Internet Explorer keeps asking for NTLM credentials in Intranet zone
- by Tomalak
Long text, sorry for that. I'm trying to be as specific as possible.
I'm on Windows 7 and I experience a very frustrating Internet Explorer 8 behavior. I'm in a company LAN with some intranet servers and a proxy for connecting with the outside world.
On sites that are clearly recognized as being "Local Intranet" (as indicated in the IE status bar) I keep getting "Windows Security" dialog boxes that ask me to log in. These pages are served off an IIS6 with "Integrated Windows Security" enabled, NTFS permits Everyone:Read on the files themselves.

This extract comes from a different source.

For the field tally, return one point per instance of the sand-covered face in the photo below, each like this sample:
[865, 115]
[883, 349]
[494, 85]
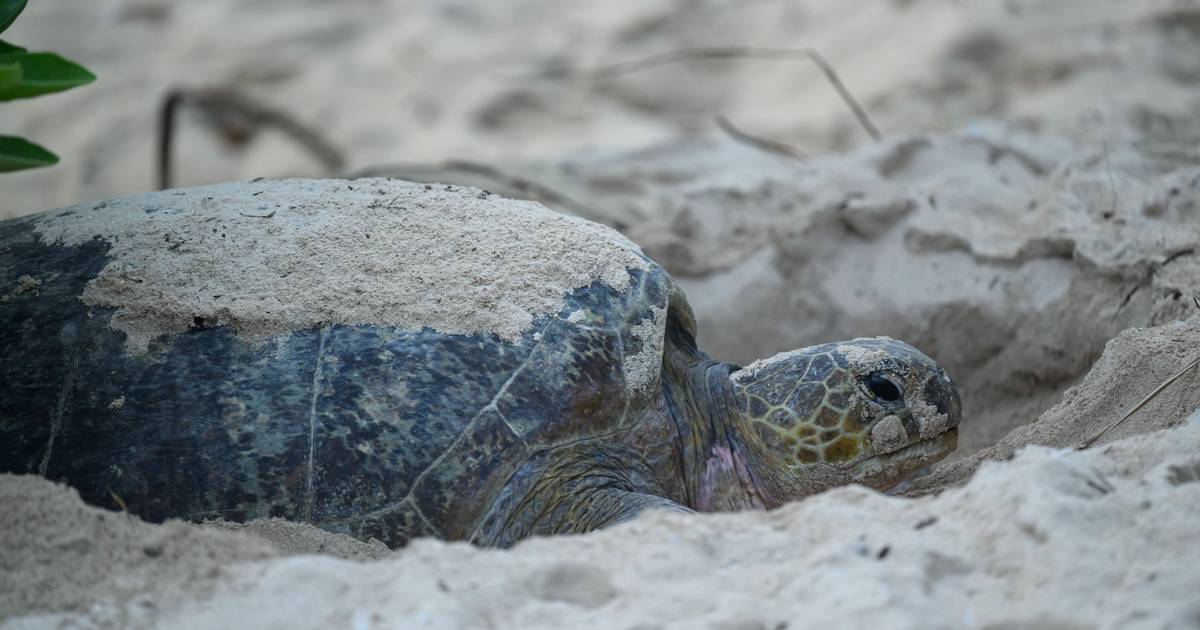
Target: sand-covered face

If I enter my Windows credentials, the page loads fine. However, the dialog boxes will be popping up the next time, regardless if I ticked "Remember my credentials" or not. (Credentials are stored in the "Credential Manager" but that does not make any difference as to how often these login boxes appear.)
If I click "Cancel", one of two things can happen: Either the page loads with certain resources missing (images, styleheets, etc), or it does not load at all and I get HTTP 401.2 (Unauthorized: Logon Failed Due to Server Configuration). This depends on whether the logon box was triggered by the page itself, or a referenced resource.
The behavior appears to be completely erratic, sometimes the pages load smoothly, sometimes one resource triggers a logon message, sometimes it does not. Even simply re-loading the page can result in changed behavior.
I'm using WPAD as my proxy detection mechanism. All Intranet hosts do bypass the proxy in the PAC file.
I've checked every IE setting I can think of, entered host patterns, individual host names, IP ranges in every thinkable configuration to the "Local Intranet" zone, ticked "Include all sites that bypass the proxy server", you name it. It boils down to "sometimes it just does not work", and slowly I'm losing my mind. ;-)
I'm aware that this is related to IE not automatically passing my NTLM credentials to the webserver but asking me instead. Usually this should only happen for NTLM-secured sites that are not recognized as being in the "Intranet" zone.
As explained, this is not the case here. Especially since half of a page can load perfectly and without interruption and some page's resources (coming from the same server!) trigger the login message.
I've looked at http://support.microsoft.com/kb/303650, which gives the impression of describing the problem, but nothing there seems to work. And frankly, I'm not certain if "manually editing the registry" is the right solution for this kind of problem. I'm not the only person in the world with an IE/intranet/IIS configuration, after all.
I'm at a loss, can somebody give me a hint?